Reverse Nodes in k-Group

描述

Given a linked list, reverse the nodes of a linked list k at a time and return its modified list.

k is a positive integer and is less than or equal to the length of the linked list. If the number of nodes is not a multiple of k then left-out nodes in the end should remain as it is.

You may not alter the values in the nodes, only nodes itself may be changed.

Only constant memory is allowed.

For example,
Given this linked list: 1->2->3->4->5

For k = 2, you should return: 2->1->4->3->5

For k = 3, you should return: 3->2->1->4->5

题解

package algorithms

import "github.com/ljun20160606/leetcode/algorithms"

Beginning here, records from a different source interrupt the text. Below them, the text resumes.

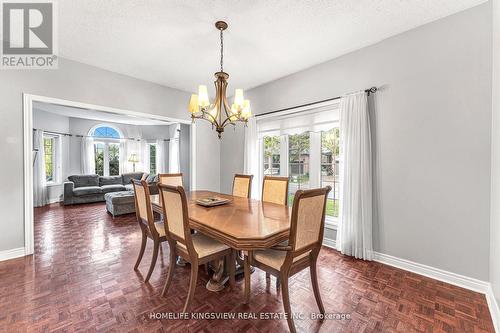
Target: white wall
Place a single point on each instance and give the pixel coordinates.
(76, 82)
(495, 158)
(431, 128)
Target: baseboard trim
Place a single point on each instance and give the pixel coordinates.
(12, 253)
(494, 309)
(466, 282)
(432, 272)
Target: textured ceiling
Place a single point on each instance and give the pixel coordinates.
(174, 43)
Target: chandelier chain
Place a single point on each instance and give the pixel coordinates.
(221, 51)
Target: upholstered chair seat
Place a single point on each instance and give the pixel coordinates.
(302, 248)
(275, 190)
(204, 245)
(242, 185)
(150, 229)
(160, 228)
(275, 258)
(172, 179)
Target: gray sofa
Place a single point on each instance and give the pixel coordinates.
(92, 188)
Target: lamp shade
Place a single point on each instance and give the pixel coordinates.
(238, 97)
(133, 158)
(203, 100)
(246, 110)
(193, 104)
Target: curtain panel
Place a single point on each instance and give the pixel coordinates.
(87, 156)
(354, 234)
(40, 196)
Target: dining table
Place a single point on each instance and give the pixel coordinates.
(242, 224)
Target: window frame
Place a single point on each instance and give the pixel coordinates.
(315, 177)
(56, 158)
(106, 142)
(149, 156)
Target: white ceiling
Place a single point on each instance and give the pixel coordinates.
(110, 117)
(174, 42)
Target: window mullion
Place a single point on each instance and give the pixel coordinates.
(284, 155)
(315, 159)
(106, 159)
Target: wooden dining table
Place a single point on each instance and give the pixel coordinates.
(243, 224)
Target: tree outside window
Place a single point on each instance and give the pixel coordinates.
(330, 168)
(152, 158)
(272, 155)
(48, 149)
(298, 166)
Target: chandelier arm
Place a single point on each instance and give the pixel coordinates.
(206, 113)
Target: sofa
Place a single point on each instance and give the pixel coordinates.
(92, 188)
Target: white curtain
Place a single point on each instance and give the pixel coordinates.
(354, 234)
(87, 156)
(124, 168)
(40, 197)
(161, 156)
(173, 155)
(143, 164)
(252, 157)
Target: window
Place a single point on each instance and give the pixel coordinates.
(298, 163)
(49, 150)
(272, 155)
(99, 158)
(106, 150)
(106, 132)
(304, 146)
(330, 169)
(114, 159)
(152, 158)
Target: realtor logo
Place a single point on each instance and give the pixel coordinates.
(28, 35)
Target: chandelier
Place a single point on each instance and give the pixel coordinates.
(219, 113)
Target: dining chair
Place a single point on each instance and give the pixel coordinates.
(242, 185)
(172, 179)
(275, 190)
(196, 248)
(304, 243)
(149, 228)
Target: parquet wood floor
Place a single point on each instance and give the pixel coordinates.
(81, 279)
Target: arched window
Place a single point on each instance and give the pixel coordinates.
(106, 149)
(105, 131)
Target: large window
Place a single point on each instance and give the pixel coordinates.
(330, 169)
(311, 159)
(272, 155)
(114, 159)
(49, 150)
(106, 150)
(298, 163)
(152, 158)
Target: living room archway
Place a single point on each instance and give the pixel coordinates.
(29, 155)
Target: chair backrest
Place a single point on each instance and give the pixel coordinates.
(242, 185)
(172, 179)
(143, 209)
(275, 190)
(308, 218)
(175, 214)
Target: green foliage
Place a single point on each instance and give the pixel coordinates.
(271, 146)
(330, 141)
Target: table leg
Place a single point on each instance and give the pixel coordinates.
(218, 280)
(246, 268)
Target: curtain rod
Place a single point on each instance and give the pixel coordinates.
(368, 91)
(98, 137)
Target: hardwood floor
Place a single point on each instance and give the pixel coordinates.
(82, 279)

//Given a linked list, reverse the nodes of a linked list k at a time and return its modified list.
//
//k is a positive integer and is less than or equal to the length of the linked list. If the number of nodes is not a multiple of k then left-out nodes in the end should remain as it is.
//
//You may not alter the values in the nodes, only nodes itself may be changed.
//
//Only constant memory is allowed.
//
//For example,
//Given this linked list: 1->2->3->4->5
//
//For k = 2, you should return: 2->1->4->3->5
//
//For k = 3, you should return: 3->2->1->4->5

/**
 * Definition for singly-linked list.
 * type ListNode struct {
 *     Val int
 *     Next *ListNode
 * }
 */
func reverseKGroup(head *algorithms.ListNode, k int) *algorithms.ListNode {
	start := head
	for i := 0; i < k; i++ {
		if head == nil {
			return start
		}
		head = head.Next
	}
	newHead := reverseGroup(start, head)
	start.Next = reverseKGroup(head, k)
	return newHead

}

func reverseGroup(start, end *algorithms.ListNode) *algorithms.ListNode {
	var newHead, tempHead *algorithms.ListNode
	for start != end {
		tempHead = start.Next
		start.Next = newHead
		newHead = start
		start = tempHead
	}
	return newHead
}